Of course, this particular yacht is a little different from the one your average weekend sailor fantasizes about. It has six decks, the top three of which are clad in teak harvested from ecologically correct plantations in Indonesia. There are three massage rooms, a golf simulator on which you can play video-enhanced rounds at Pebble Beach, two outdoor bars, and a fully outfitted gym with panoramic views. You can enjoy breakfast in bed and dinner prepared by a staff of eleven, including a saucier and a pastry chef who makes his own ice creams using crème fraîche. The SeaDream I sailed from Venice with thirty cases of champagne, five cases of Château Margaux, thirty pounds of foie gras, ten pounds of caviar, and eight hundred pounds of oranges to provide SeaDreamers with their fresh-squeezed juice each morning. "Oh, I don't think we'll go hungry on this trip," said a courtly gentleman from Glen Rock, New Jersey, as we leaned on the rail with our freshly mixed mojitos, watching the coral-colored facades of Venice slide gently by in the early-evening sun. I'd come aboard at exactly two that afternoon and, after being given a cool, antiseptic towelette and a flute of champagne, had found my stateroom down a narrow, blue-carpeted hallway lined with gold railings designed to steady SeaDreamers in heavy seas. The room had cornflower-blue curtains, a double bed fitted with the finest Italian linens, and a television that broadcast a steady stream of German MTV. The marble bath was filled with beauty products by Bulgari, and there was a bottle of champagne on ice. Instead of a tiny, sea sprayswept porthole, I could gaze out a picture window at the endlessly changing panorama of land, sea, and sky.

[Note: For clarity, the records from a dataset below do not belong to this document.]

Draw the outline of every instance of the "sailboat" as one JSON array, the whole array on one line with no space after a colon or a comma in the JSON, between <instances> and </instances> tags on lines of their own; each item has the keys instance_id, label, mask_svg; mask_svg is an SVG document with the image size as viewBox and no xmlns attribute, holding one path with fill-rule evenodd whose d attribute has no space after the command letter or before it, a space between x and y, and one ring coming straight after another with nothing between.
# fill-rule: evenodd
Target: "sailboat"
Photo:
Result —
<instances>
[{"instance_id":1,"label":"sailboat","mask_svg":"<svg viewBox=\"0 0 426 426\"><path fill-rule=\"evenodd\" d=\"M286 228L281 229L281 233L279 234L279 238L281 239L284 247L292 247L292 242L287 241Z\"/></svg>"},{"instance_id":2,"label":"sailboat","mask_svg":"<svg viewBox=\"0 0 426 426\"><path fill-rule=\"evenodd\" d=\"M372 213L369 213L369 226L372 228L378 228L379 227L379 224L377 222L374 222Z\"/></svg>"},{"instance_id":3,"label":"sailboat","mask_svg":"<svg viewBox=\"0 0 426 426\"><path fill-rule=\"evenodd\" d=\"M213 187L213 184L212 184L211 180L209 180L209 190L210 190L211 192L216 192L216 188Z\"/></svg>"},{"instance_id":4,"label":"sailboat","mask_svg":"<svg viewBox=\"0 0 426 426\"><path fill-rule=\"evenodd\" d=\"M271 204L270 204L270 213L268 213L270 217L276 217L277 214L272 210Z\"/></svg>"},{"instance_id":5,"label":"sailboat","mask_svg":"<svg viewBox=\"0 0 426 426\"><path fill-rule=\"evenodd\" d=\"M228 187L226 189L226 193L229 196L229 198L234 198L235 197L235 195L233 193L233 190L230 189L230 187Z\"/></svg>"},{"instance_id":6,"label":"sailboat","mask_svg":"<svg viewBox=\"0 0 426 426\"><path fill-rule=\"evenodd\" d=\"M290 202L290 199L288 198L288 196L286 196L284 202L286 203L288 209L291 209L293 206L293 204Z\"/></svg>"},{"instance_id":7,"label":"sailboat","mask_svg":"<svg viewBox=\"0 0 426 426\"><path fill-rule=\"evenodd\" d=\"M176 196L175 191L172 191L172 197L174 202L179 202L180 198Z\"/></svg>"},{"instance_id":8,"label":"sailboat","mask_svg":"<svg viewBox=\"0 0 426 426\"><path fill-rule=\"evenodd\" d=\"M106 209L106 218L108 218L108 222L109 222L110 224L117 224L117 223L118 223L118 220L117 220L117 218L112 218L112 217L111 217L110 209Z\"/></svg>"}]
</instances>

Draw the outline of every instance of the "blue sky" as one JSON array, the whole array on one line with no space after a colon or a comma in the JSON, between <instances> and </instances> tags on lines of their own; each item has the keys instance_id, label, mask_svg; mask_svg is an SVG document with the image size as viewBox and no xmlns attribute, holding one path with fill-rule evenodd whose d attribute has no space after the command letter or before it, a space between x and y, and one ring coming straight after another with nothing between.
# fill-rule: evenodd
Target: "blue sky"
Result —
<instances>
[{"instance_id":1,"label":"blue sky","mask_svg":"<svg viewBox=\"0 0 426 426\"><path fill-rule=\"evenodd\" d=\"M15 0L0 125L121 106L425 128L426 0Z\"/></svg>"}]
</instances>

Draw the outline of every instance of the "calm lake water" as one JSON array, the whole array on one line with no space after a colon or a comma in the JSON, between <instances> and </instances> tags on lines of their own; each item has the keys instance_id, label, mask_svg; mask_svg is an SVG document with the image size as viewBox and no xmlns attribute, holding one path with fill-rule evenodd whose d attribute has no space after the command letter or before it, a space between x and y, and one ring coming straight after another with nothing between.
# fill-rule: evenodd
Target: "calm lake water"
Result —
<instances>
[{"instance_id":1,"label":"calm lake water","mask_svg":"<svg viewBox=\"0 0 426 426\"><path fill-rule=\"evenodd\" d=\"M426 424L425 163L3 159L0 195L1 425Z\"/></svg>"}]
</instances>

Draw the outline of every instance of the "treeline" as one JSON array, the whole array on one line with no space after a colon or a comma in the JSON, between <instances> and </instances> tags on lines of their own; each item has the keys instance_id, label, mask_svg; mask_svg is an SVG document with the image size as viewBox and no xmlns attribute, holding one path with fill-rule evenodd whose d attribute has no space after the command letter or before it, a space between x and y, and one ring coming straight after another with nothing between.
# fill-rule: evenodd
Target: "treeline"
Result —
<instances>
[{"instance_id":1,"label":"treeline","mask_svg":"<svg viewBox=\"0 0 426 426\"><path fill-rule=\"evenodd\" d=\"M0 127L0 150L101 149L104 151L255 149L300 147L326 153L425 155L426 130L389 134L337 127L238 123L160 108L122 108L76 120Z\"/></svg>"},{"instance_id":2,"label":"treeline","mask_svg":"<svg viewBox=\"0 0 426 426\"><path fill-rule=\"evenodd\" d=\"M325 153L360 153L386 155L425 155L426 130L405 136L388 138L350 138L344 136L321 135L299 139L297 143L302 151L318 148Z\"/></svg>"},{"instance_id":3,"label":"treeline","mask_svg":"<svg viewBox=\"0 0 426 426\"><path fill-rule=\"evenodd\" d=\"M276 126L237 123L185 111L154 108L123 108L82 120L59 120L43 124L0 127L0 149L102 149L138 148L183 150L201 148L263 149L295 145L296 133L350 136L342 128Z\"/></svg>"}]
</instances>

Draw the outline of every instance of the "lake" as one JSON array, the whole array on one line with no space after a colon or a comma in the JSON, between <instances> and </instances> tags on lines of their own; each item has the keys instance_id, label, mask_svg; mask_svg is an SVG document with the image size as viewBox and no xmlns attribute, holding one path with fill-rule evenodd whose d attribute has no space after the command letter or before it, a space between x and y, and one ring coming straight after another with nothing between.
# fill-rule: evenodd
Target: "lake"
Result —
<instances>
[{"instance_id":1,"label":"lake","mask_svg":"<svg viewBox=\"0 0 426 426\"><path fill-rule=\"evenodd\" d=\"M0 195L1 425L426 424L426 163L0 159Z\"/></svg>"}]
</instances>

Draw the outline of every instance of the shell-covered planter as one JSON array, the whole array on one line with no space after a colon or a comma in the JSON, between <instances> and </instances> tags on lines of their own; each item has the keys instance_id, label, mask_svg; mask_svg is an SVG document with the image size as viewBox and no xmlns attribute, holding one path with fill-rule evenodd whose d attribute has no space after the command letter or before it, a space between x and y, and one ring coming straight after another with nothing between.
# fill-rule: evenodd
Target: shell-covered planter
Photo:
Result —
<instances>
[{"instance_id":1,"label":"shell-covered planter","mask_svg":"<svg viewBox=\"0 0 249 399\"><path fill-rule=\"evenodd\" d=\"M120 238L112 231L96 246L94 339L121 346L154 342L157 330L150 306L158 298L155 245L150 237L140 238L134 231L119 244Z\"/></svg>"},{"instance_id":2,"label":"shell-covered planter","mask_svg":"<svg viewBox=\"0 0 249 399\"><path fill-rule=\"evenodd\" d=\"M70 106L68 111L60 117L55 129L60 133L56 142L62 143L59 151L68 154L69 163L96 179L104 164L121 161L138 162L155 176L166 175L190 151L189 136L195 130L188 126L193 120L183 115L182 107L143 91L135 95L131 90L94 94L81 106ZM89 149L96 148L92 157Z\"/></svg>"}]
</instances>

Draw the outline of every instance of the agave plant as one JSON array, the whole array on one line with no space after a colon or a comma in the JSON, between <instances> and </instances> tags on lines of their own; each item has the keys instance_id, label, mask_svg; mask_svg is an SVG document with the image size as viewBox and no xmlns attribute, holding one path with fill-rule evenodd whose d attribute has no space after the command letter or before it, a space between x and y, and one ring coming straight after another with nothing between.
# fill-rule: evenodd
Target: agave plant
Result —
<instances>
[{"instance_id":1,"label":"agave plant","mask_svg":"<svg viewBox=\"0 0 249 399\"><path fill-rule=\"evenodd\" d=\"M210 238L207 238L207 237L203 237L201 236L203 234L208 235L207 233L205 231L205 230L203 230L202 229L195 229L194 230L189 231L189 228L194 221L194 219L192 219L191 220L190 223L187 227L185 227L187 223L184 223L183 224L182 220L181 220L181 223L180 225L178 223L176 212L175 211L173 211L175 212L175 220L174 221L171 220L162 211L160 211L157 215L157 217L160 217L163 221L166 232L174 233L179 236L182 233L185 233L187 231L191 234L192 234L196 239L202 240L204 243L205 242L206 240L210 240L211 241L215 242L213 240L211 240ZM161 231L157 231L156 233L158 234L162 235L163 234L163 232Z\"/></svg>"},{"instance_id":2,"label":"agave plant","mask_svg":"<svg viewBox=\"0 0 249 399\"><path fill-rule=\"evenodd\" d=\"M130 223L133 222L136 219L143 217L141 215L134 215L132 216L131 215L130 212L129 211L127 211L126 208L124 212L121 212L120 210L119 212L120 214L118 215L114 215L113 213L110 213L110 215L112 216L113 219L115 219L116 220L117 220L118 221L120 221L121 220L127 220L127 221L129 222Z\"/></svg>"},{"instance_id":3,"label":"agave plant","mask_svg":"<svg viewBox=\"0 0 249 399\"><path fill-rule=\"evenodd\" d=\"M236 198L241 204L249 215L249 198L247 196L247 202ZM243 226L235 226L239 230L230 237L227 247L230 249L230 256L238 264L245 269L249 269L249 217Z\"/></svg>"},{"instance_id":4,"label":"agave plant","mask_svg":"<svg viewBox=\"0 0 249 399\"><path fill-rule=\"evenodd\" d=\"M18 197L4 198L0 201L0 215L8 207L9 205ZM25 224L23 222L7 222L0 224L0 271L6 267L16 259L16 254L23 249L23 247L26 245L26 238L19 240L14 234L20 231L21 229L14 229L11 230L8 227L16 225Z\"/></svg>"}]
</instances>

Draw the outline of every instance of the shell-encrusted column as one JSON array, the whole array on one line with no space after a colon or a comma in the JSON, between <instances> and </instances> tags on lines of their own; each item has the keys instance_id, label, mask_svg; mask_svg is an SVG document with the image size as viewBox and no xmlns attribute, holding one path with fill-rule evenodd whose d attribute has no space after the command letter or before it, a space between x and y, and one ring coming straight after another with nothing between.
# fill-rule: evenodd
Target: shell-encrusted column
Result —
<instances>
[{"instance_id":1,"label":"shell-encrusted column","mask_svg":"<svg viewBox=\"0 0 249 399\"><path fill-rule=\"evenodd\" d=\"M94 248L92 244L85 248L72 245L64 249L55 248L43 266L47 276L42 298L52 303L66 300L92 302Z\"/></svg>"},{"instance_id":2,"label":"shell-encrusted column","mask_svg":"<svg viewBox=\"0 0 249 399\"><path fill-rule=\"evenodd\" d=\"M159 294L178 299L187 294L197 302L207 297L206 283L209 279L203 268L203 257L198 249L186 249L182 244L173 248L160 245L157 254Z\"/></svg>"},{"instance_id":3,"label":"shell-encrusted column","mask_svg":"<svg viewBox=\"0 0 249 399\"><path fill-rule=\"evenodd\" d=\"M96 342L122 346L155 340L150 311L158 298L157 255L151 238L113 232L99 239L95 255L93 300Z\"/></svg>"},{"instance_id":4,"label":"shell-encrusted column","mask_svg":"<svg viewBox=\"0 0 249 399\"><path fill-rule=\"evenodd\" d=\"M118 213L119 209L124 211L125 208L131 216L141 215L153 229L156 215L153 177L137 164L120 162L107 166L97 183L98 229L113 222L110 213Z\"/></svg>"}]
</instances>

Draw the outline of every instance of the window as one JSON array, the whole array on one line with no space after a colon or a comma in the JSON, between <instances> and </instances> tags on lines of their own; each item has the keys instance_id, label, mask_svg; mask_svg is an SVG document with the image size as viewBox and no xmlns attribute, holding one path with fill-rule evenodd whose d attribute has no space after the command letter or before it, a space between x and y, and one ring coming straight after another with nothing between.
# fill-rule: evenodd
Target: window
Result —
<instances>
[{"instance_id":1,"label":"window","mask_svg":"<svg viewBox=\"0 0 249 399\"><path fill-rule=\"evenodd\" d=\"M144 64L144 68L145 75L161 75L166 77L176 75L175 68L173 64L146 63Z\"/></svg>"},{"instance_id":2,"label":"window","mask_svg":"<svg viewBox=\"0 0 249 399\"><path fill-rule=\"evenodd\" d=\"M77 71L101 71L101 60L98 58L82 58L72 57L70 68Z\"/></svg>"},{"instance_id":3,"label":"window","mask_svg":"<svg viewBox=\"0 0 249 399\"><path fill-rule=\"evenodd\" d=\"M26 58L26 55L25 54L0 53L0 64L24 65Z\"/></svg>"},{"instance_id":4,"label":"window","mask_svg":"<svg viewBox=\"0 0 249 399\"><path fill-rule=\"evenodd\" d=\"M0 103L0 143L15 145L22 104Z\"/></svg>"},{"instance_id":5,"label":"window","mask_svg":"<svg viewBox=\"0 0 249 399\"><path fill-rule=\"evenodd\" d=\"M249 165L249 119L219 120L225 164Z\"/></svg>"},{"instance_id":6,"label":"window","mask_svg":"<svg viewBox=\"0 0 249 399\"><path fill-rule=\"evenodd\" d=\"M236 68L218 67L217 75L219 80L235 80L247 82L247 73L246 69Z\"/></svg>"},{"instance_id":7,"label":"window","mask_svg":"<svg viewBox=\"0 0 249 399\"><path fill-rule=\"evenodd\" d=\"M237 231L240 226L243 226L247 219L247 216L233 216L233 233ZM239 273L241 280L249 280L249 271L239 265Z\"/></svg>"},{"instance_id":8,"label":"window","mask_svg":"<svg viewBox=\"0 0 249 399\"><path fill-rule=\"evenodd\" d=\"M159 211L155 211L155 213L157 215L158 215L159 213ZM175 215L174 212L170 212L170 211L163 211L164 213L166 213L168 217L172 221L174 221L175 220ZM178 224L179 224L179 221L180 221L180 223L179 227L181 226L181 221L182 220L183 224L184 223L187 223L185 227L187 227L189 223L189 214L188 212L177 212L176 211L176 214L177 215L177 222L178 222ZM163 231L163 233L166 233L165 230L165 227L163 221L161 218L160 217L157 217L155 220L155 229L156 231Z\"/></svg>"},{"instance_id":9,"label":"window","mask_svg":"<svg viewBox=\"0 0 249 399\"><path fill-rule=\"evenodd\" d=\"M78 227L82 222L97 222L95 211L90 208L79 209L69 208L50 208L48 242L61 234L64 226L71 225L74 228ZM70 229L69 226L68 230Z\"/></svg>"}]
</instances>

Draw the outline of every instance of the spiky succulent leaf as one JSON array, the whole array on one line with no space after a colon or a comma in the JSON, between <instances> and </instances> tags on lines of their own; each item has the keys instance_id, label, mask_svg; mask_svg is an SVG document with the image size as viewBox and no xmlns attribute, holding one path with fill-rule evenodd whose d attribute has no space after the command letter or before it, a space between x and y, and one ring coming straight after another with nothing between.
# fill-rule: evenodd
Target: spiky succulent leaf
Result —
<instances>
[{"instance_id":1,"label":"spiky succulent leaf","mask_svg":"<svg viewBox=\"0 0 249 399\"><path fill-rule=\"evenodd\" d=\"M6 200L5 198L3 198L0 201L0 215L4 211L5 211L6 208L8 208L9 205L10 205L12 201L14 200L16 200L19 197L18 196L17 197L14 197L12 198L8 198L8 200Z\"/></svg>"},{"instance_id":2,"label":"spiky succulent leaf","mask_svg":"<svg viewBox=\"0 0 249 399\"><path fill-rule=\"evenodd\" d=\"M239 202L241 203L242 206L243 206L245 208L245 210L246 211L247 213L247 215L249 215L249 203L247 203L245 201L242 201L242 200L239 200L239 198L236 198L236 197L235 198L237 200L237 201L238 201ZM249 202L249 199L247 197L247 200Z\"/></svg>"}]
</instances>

Before we even left Venice, passengers were camped out on the Balinese daybeds on the upper deck, turning nut brown in the late-afternoon sun. There were captains of industry and university professors and rapacious entertainment lawyers. The actress Daryl Hannah was traveling with a rabble of boisterous relatives to celebrate her mother's birthday. A New York media executive named Henry Schleiff was touring the Greek Isles with his loquacious wife, Peggy. "You have your risk takers, who like a certain kind of travel experience, and you have your researchers, who always find themselves the best of everything. And then you have us," Peggy would tell me, as we sipped tall lemonade spritzers somewhere off the coast of Croatia. "We're the lazy people. We go to the Hamptons in the summertime. We go to the Four Seasons Nevis every Christmas. Henry loves his golf rituals. Henry does not like risk. We thought cruising was something we could do. It's like CliffsNotes for travelers."

Which did not seem like such a bad thing as the great yacht steamed past the Piazza San Marco, turned left at the entrance to the Grand Canal, and sailed out into the lagoon. Soon, the church towers Cruising Europe of the city disappeared from view and the water was filled with little skiffs and fishing smacks. On the islands closer to the open sea, we could see children riding their bikes along the shore, and then, as we cleared the tip of the Lido, the milky green water of the lagoon gave way to a deep Adriatic blue. I dined outside that first evening, listening to the thrum of the ship's engines, watching a tall line of clouds turn pink in the sunset. Dinner was grilled tuna, I dimly recall, followed by a fluffy soufflé spiked with Grand Marnier. I took one bite of soufflé, then another, and as I put down my spoon a dolphin jumped off the ship's stern, as if on cue.